The members of the Obama Administration are emphatically not shlemiels. They might however, be shmendricks. I will leave it to the interested student to point out examples of the NSFWs above in the Obama Administration (or any other, for that matter—the White House tends to be full of them).

Note: there are probably as many definitions of these words as there are people who use them.

3 comments… add one
  • steve Link

    I love Jewish terms and humor. There were no Jews where I grew up, so I had very limited contact until med school.
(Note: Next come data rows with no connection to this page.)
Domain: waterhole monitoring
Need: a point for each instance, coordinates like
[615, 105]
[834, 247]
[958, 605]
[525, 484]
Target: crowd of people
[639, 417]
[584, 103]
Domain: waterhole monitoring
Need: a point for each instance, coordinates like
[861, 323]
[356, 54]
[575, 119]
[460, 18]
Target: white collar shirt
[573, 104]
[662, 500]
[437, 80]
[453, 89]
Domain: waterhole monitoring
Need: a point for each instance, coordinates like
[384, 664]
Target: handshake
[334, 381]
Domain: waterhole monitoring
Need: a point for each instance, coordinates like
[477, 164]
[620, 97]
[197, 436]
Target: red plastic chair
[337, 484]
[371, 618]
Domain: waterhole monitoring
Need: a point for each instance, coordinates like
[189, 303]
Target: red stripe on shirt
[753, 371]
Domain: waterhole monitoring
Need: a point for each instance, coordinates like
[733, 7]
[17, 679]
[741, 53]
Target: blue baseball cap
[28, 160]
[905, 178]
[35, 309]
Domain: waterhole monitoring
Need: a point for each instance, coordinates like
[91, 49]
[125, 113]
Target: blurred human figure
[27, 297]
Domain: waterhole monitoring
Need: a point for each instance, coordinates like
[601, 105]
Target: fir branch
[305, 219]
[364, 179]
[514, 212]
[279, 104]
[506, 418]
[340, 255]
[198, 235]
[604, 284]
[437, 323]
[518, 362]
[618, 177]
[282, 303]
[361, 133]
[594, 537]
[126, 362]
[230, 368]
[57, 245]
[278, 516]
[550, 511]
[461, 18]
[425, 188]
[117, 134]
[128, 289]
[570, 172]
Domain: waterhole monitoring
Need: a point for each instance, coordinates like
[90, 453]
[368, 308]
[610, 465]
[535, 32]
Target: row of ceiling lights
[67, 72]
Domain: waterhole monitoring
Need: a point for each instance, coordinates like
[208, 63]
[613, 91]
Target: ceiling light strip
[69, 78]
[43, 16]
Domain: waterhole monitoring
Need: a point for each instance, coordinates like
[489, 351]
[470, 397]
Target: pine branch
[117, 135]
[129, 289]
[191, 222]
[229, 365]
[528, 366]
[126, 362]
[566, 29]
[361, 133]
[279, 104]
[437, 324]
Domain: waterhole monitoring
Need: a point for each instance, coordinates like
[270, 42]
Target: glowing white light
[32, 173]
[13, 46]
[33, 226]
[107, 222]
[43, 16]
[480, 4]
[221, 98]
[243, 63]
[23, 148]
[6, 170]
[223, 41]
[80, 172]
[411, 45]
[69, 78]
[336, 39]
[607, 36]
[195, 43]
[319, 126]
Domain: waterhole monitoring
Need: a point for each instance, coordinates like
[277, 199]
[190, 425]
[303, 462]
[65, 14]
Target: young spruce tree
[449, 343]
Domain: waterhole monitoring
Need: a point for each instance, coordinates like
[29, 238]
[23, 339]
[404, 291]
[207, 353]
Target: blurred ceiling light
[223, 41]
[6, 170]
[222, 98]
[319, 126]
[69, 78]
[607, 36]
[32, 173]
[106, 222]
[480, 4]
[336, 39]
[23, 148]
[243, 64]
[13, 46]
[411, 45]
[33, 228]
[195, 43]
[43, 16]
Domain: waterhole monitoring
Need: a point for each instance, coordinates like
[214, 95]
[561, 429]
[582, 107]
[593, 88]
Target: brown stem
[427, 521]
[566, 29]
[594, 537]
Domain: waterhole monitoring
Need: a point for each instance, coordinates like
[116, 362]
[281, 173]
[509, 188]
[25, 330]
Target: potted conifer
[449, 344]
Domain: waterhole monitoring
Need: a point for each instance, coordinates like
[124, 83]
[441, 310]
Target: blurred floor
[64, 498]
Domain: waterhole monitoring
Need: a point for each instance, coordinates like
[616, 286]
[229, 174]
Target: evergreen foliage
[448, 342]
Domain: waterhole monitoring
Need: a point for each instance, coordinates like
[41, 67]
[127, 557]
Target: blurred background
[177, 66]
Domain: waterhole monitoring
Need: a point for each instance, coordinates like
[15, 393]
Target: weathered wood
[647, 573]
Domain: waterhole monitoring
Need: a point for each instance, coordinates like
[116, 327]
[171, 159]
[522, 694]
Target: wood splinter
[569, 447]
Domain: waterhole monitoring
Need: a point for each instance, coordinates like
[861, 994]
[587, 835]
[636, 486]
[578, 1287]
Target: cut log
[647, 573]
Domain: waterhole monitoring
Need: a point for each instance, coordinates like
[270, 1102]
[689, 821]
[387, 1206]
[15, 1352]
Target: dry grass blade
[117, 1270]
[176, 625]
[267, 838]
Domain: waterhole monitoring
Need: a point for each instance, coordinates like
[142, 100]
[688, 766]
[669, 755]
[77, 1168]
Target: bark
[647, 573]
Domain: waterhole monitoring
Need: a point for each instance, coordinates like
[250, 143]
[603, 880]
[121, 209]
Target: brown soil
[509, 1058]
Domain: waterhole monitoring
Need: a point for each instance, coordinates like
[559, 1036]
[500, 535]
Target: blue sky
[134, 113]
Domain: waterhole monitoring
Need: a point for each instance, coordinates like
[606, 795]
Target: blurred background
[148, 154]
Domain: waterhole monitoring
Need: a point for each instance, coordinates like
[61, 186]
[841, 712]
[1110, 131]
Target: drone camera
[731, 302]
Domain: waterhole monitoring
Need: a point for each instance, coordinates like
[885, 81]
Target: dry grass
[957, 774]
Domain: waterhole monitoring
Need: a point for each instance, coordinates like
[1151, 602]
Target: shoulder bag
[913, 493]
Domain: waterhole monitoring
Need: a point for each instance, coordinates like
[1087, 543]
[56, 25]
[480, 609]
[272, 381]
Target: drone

One of my anatomy partners knew every JAP joke ever told. I now work with a couple of Jewish eye docs who consider joke telling an art form. By the end of the day, our nurses want to kill us.

    OT- Cannot post at OTB. I run a MAC Powerbook. Will work to see if it is on my end.


  • I spent ages 0 through 10 in an extremely gritty inner city neighborhood and ages 11 through 17 in a neighborhood that was about 50% Jewish. One of the neighbor kids was named Todd Sussman (look him up on imdb). His dad owned a toy store. One of our neighbors and a good, good friend was nearly a stereotypical Jew—Russian, clothing business, speech filled with Yiddish.

    Many of my dad’s college friends were Jewish. My mom’s great uncle was the Irish half of a Jewish-Irish dialect comedy team. Despite his Irish ancestry my grandfather was the Yiddish side of an Irish-Jewish dialect comedy team. Yiddish slang was practically a mother tongue for me.

  • Hi Dave!
    There’s also schtarker -(a muscle bound fool) and na’ar – (idiot), among the more G-rated terms!